(1.) THIS second appeal arises out of the following facts. Ashriff Ali sold 6 Bighas 10 biswas of land in corporated in Khasra No. 370 to one Surat Singh, Mutation in respect of this land was sanctioned in June 3, 1942. One Kundan filed a suit for pre-emption in respect of this sale on May 4, 1943. Since the sale had been made for a sum of Rs. 350/- only, it was prayed in the suit for pre-emption that a decree be granted in favour of the pre-emptor on the payment of this amount. This suit was dismissed by the learned Sub-Judge, Chhachhrauli, on November 22, 1946. On appeal, the learned District Judge decreed the suit on February 15, 1947. The learned District Judge passed the usual decree ordering that in case the sum of Rs. 350/- was paid on or before March 15, 1947, the suit filed by the pre-emptor shall stand decreed and in case of default the suit would stand dismissed. It is not disputed that the pre-emptor deposited a sum of Rs. 340/- only. In other words, the decretal amount short of Rs. 10/- only was deposited. On June 26, 1947, the decree-holders took out execution proceedings and it is stated by the learned counsel for the appellants that no notice regarding these proceedings was served upon the appellants. Even though the entire amount which was to be deposited under the pre-emption decree was not deposited by the respondents, they succeeded in getting possession of the land under orders of the executing Court. On October, 23, 1954, the present appellants filed a suit on the ground that since the respondents did not deposit the entire amount which they were called upon to deposit under the pre-emption decree, they were not entitled to dispossess the appellants. It was prayed in this suit that a decree for possession be granted in favour of the appellants. Both the Courts below have dismissed this suit on the ground that the matter in dispute relates to execution, discharge or satisfaction of the decree and was, therefore, barred under Section 47 of the Code of Civil Procedure.
(2.) THE learned counsel for the appellants has prayed that in pre-emption case the decree passed by a Court in a conditional decree. In case the pre-emption amount is not deposited on or before the date when it is ordered to be so deposited. The suit for pre-emption stands automatically dismissed. In that event it cannot be said that any decree in favour of the pre-emption was in existence. If there was no decree in favour of the pre-emptors, then the question of its execution, discharge or satisfaction does not arise. The learned counsel for the appellants has also relied upon a Full Bench decision of this Court in Surinder Nath v. Ram Sarup, AIR 1944 Lah 294, in which it was observed as under:-" where the party to the suit, against whom the suit has been dismissed does not choose to go to the executing Court either because he has no knowledge of what is happening there or because having knowledge he feels that he should wait and see what ultimately happens then in his case it cannot be said that by not going there the question is constructively decided against him. Such a person has two concurrent remedies and he can choose either of them. If he acquires knowledge that his property is being wrongfully taken in execution of the decree he may choose the expeditious remedy of going to the executing Court and if he chooses that remedy, Section 47 will bar his subsequent suit for the same relief. But if either after having acquired knowledge or through ignorance he takes no steps to object to the wrongful sale of his property by the executing Court on no principle of law can his separate suit to take possession of the property wrongfully sold by the executing court be held barred. "
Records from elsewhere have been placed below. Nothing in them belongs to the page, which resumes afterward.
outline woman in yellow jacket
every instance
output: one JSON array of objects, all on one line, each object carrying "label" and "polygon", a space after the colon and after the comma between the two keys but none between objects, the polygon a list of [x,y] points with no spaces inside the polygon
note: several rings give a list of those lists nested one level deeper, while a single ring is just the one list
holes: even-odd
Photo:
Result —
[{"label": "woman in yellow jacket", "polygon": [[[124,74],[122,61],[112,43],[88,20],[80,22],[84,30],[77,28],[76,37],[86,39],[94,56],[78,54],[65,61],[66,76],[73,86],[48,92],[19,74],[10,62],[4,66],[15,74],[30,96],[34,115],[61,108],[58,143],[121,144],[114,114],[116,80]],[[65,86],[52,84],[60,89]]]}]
(3.) I see considerable force in the argument advanced by the learned counsel for the appellants. In case the express direction of the Court is not complied with by the so-called decree-holder in a pre-emption suit, then it cannot be said that the litigation results in a decree in his favour. Under these circumstances he is not at all entitled to take out execution proceedings. If such a pre-emptor decree-holder joins hands with some unscrupulous ministerial officials of a court and succeeds in dispossessing the vendee of the property lawfully purchased by him, he cannot be allowed to retain such a benefit because that would be tantamount to allowing him to retain the benefit which he has been able to secure by employing underhand means. The Code of Civil Procedure is meant for doing justice between the parties and cannot be used as a tool by a party to retain an undeserved advantage. The learned counsel for the respondents has however drawn my attention to saghar Mal v. Havat, 38 Punj Re 1898. In that case, it was held that whether the purchase money had been deposited in time was one arising between the parties to the suit in which the decree was passed and related to the execution thereof. It appears that the Chief Court was concerned with a case in which a due notice of the proceedings had been served upon the opposite side. As already observed, in this case the allegations of the appellants are that no notice of the execution proceedings was served upon them. In any case, in view of the decision in surinder Nath's case AIR 1944 PC 294 (supra ). I am not bound to follow a judgment of the Chief Court.